Elite II and FFE are better games than ED?

A difference would be that then they were "sketching in" the details of a planet with a few polygons whereas now people want everything nearly photorealistic with every grain of sand being individually textured and actual space pelicans flying around and maybe laying eggs with persistent pelican chicks that can evolve and contribute "deep gameplay".

I'd say the main difference, beyond the detail of the geometry, is multiplayer. Having persistent spaceships and NPCs you can follow around is easy in single-player. Doing it in a multiplayer environment is extraordinarily complicated.

Personally I think they could have made a much more engrossing game if they'd stuck to single player, but I'm not sure things like this forum would exist if they'd done that. There wouldn't have been a community.
 

Rafe Zetter

Banned
I disagree, because you compare a final product to one that is in the middle of development.

Atmospheric planets

The atmospheric planets in the old games were incredibly limited. They were basically just like the planets without atmospheres we have now, but with a primitive atmospheric entry animation. Don't get me wrong. It was fine, or even incredible for those days, but it wouldn't wash now. Nobody would accept it.

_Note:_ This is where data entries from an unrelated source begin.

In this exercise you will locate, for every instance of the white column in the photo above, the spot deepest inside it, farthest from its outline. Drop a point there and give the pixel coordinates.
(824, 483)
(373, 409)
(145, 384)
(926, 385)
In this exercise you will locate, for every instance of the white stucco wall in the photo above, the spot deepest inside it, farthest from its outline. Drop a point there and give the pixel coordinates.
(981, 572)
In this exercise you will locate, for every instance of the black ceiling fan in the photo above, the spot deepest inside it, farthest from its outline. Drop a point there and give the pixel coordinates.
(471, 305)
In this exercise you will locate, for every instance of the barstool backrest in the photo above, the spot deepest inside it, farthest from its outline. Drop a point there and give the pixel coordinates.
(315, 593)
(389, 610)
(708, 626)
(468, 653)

Just being able to leave our ships in a well designed SRV in ED is an enormous step forward compared to the old games. It adds an awesome new dimension to the game that turns planets into actual planets. In the old games you couldn't really go down to interact with the planetary surface, drive around pick up stuff etc.
Of course it needs more work, but it is already much better than the old games had to offer.

Ships.
And the ships in ED are so much more detailed and modifiable that it isn't even funny. It is much much better than the old games.
Of course I want more ships, but in the old days FD did not have to design interiors too. It is much more difficult to design the ED ships than it was to design the ships of the older games. And in ED the ships look so awesome and solid. I still spend a lot of time looking at the beautiful sexy thrusters on my FDL or Cutter :).
And having 40 instead of 30 ships does not in any way make the game better. It has nothing to do with the point you try to make.

Crew.
I agree with that. I want NPC crew very very very much. But I do expect we might get that further down the line.
This game is going to be developed for a few more years, remember?

Storyline.
I would love a campaign further down the line. But to make that meaningful FD will first have to completely finish the basic mechanics.
FD could release a separate story campaign then and make use of everything the complete game has to offer. We might start out as farmer on tatooine and then work our way up to owning a ship, leave the planet and fight the evil emperor :).
They could release this as a separate product and throw in a few new ships and some other cool stuff to seduce us and I would be willing to pay full retail price for something like that.
My point is: It is too early for a storyline.

Better military missions.
I agree that definitely needs a second look.



Yes it's nostalgia.
Nostalgia is a liar.

They arent talking about the ACTUAL mechanics, ofc things are different because the machines they ran on were less powerful than your average phone now. You've obviously missed the bit about the SPIRIT of those games and the FEELING they evoked.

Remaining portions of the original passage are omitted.